One year ago today, was the first day out of the job I had as Professor of English Literature and Head of Department of English & Creative Writing at the University of Roehampton.
We were moving house in two weeks and I was surrounded by the chaos of boxes and two children on summer holidays. As I packed my books into boxes I received an email on my phone: my first acceptance for a short story I'd written a few months earlier, entitled Seagulls. Such moments of encouragement in pursuing my long-frustrated dream of fiction writing have been welcome in helping me to navigate the sense of loss and disorientation - as well as joy - as I journeyed into life beyond academia.
There's a lot of advice out there about leaving academia, including groups like Academics Say Goodbye and The Professor is Out. A big question for many is whether or not to go for it, to quit.

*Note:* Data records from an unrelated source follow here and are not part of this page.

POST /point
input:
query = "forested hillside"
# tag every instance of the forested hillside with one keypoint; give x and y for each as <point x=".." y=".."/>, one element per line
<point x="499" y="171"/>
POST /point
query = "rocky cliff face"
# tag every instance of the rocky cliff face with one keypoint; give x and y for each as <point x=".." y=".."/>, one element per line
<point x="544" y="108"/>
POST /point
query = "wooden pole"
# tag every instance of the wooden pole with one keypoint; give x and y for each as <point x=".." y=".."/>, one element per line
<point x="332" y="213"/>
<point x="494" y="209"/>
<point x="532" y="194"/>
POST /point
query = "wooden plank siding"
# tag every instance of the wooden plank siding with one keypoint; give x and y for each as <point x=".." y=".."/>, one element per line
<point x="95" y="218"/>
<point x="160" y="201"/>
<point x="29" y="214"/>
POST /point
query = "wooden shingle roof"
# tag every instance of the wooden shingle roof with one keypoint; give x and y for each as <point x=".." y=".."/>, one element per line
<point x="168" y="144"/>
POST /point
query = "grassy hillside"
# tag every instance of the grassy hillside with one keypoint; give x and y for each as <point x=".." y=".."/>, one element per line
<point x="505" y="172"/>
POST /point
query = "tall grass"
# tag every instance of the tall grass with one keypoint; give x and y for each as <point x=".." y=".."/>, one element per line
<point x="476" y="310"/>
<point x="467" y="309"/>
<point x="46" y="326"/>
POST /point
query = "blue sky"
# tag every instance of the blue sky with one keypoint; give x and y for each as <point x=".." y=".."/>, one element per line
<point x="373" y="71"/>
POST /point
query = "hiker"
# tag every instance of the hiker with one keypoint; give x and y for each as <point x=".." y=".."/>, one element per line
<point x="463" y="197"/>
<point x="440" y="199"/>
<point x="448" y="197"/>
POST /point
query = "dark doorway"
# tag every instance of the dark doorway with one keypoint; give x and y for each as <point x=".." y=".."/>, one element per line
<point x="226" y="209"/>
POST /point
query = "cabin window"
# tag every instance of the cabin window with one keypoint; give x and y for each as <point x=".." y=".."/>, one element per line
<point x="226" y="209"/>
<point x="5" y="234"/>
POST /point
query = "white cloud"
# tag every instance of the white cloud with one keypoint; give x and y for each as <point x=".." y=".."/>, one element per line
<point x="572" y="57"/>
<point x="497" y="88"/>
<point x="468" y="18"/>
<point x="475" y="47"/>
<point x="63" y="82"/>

Personally, the option of voluntary redundancy provided an opportunity - but at huge cost. I hate how the divide between so-called "good" and post-92 universities has grown, and it angers me that our truly brilliant courses and research in some circles do not seem to count for much. Over my ten years at Roehampton I quickly came to see that my colleagues are as rigorous, as creative, as intelligent and dedicated as those at any other university.
Although it has been working out well for me, leaving my university is still an emotional, difficult journey. Nothing like as much as the journey into academia, however, which was an extremely difficult one for me (as for most), from gaining a PhD to a series of temporary contracts until I was eventually lucky enough to gain a permanent academic job. I found at job interview after job interview there would be internal and/or Oxbridge candidates, and almost always the job would go to them. I spent longer seeking the holy grail of the permanent academic job than I spent in my job--and it didn't turn out to feel so very permanent in the end after all. It seems strange to throw away something I worked so very hard and so very long for. I would not change my decision, but I would still urge considerable caution, because the relief and other pleasures will eventually wear thinner (although not necessarily wear out), and these jobs are incredibly difficult to gain. For most of us, there will be no going back.
One of the things that strikes me as sad, is that I gained that job at Roehampton largely because it was genuinely wide open to those of us without "good" university backgrounds and without any internal contacts. We talk about how places like Roehampton are good for non-traditional, working-class students - and they have also been far more likely than others to let in academics with more diverse backgrounds.
I am thankful for my decade at Roehampton, for my wonderful colleagues and students, for the opportunities, and indeed for the regular salary. It seems a miracle that it ever happened. I am also glad to have the opportunity to pursue other dreams.
(I was actually going to do a quick blog about my next book, but seeing that it is my leaving anniversary found it hard to resist a quick reflect. The book blog will have to wait!)